For entertainments, the more elaborate and bountiful the decorations of fresh wild flowers the more beautiful will the house appear; but for every-day life during the cold weather, when we have only the dried fall plants, we may almost make up for the lack of fresh flowers by using judgment and taste in arranging the dried ones. Though wild flowers are beautiful, you must use taste in their arrangement and not mingle them together promiscuously, but make a judicious selection, for where a light bunch of golden-rod would be the very thing needed to give color to a particular spot, should the dark cat-tails be placed there the effect might be lost. There are places where some high, stiff decoration would look best, and others where the soft, swaying clematis seems to belong. As with everything else, so with our decorations, we must seek to have harmony.

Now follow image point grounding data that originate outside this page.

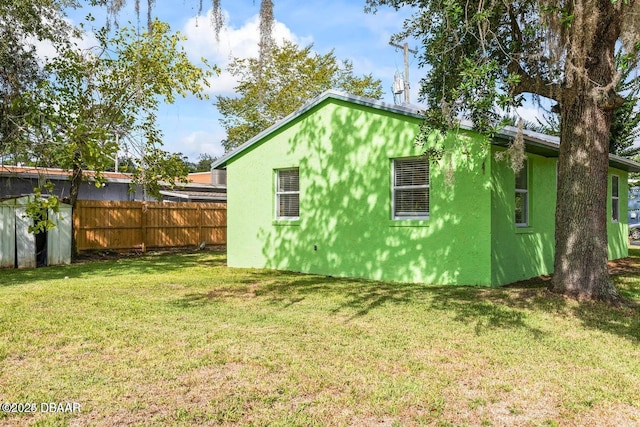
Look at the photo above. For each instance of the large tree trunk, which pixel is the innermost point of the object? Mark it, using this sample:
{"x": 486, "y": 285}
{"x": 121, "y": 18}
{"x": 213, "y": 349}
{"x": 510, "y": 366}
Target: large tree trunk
{"x": 581, "y": 209}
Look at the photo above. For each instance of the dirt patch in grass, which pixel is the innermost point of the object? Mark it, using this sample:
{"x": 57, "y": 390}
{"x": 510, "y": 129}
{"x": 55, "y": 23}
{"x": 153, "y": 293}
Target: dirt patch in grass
{"x": 629, "y": 265}
{"x": 110, "y": 255}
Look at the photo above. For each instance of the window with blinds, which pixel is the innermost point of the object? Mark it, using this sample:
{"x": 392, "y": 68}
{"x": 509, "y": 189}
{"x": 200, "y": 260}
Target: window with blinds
{"x": 288, "y": 194}
{"x": 411, "y": 188}
{"x": 522, "y": 196}
{"x": 615, "y": 198}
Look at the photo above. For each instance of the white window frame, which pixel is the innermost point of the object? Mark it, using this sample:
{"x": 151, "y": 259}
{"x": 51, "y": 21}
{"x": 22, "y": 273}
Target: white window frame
{"x": 615, "y": 199}
{"x": 525, "y": 191}
{"x": 279, "y": 193}
{"x": 395, "y": 188}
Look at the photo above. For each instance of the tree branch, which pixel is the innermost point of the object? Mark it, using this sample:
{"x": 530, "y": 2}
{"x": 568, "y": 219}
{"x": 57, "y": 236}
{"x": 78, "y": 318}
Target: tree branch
{"x": 534, "y": 84}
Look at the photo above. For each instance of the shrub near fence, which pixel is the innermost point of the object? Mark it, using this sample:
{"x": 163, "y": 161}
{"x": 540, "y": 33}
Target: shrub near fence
{"x": 146, "y": 225}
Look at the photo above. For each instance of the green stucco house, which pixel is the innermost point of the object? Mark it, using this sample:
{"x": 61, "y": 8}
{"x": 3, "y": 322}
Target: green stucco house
{"x": 339, "y": 188}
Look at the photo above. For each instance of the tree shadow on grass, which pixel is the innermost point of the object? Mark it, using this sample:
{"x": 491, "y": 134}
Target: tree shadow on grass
{"x": 488, "y": 309}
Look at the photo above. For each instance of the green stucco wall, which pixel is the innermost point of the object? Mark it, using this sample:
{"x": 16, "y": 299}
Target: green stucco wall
{"x": 618, "y": 232}
{"x": 344, "y": 154}
{"x": 519, "y": 253}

Who has not admired the dark-brown, glossy buckeyes and horse-chestnuts, and wondered what use could be made of them? Children love to gather them and come home with their pockets and baskets full, only to play with them for awhile, and then the pretty dark balls, each marked with a spot of light cream-color, are thrown away or lost.
Now, the next time the buckeyes are collected save every one and make a
Buckeye Portière.
The writer assures you that you will find it much easier to do this than she did to make a picture of the curtain, for it is difficult with a pen-and-ink drawing to give an idea of the richness of color in the handsome hangings these horse-chestnuts make when properly fashioned into a portière for hall or doorway. Two full bushels of buckeyes will be needed to make a curtain two yards and a half long and one yard and a quarter wide.

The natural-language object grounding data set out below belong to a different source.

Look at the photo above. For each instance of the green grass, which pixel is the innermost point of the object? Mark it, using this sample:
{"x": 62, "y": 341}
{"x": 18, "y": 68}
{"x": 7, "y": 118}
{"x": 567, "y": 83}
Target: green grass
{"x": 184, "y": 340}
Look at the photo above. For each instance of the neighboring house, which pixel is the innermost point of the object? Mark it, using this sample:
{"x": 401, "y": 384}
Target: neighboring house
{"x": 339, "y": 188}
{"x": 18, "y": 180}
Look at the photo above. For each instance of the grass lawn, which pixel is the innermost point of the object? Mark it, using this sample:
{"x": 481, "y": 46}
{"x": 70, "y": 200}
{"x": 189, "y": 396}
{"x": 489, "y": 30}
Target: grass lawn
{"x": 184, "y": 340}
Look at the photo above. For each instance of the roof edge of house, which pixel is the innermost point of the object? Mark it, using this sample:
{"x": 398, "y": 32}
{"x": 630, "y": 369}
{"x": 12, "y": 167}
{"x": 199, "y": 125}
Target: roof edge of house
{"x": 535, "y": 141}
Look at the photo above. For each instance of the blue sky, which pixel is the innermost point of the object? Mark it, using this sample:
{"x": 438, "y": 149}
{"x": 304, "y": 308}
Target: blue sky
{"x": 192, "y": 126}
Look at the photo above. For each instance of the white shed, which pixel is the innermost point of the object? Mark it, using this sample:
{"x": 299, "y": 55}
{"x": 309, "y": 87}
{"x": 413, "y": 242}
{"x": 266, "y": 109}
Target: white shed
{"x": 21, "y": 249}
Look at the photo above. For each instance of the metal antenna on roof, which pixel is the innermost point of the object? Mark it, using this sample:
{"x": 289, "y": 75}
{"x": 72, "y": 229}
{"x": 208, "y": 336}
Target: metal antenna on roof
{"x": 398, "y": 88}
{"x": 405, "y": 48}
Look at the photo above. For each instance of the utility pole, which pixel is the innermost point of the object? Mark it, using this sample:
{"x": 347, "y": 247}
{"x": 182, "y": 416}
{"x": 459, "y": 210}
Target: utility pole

Take a very large, long needle and a strong, waxed thread a little longer than you desire to have your curtain, make a large knot in the end of the thread, and commence to string your buckeyes in the same way as stringing beads or buttons. Continue until the thread in the needle is exhausted, then tie the thread in a large knot close to the last buckeye, leaving a length of three inches of thread. Make your other strands in the same way. When all are finished, fasten as many small screw-eyes in a straight line on a curtain-pole, or a rustic pole if desired, as there are strands of buckeyes, and tie securely to each screw-eye one string of buckeyes. When all are fastened on, your portière is finished and ready to be hung. This is easily accomplished if the pole used is a regular curtain-pole, as they always come with brackets; but should your pole be rustic, it must be supported by bands of strong birch-bark, or leather, as in Fig. 131. Our illustration shows over the portière a
Birch-Bark Support for Pole.
Panel of Fall Decorations.
These also look handsome over windows and doors, and you are at liberty to use ornaments of all styles, for the panels are placed where there is no danger of anything coming in contact with them to break off the decorations or mar their beauty. Any kind of board will do for the panel, rough or smooth, as you like. Paint the board a pure white, then decide on your ornaments, which may be a chestnut-branch with bursting burs attached, sprays of common wayside velvet-leaf with clusters of pods clinging to them, a piece of black-berry vine with its twigs, thorns, and dried berries, or branches of buckeyes with some of the nuts falling from their horned shells.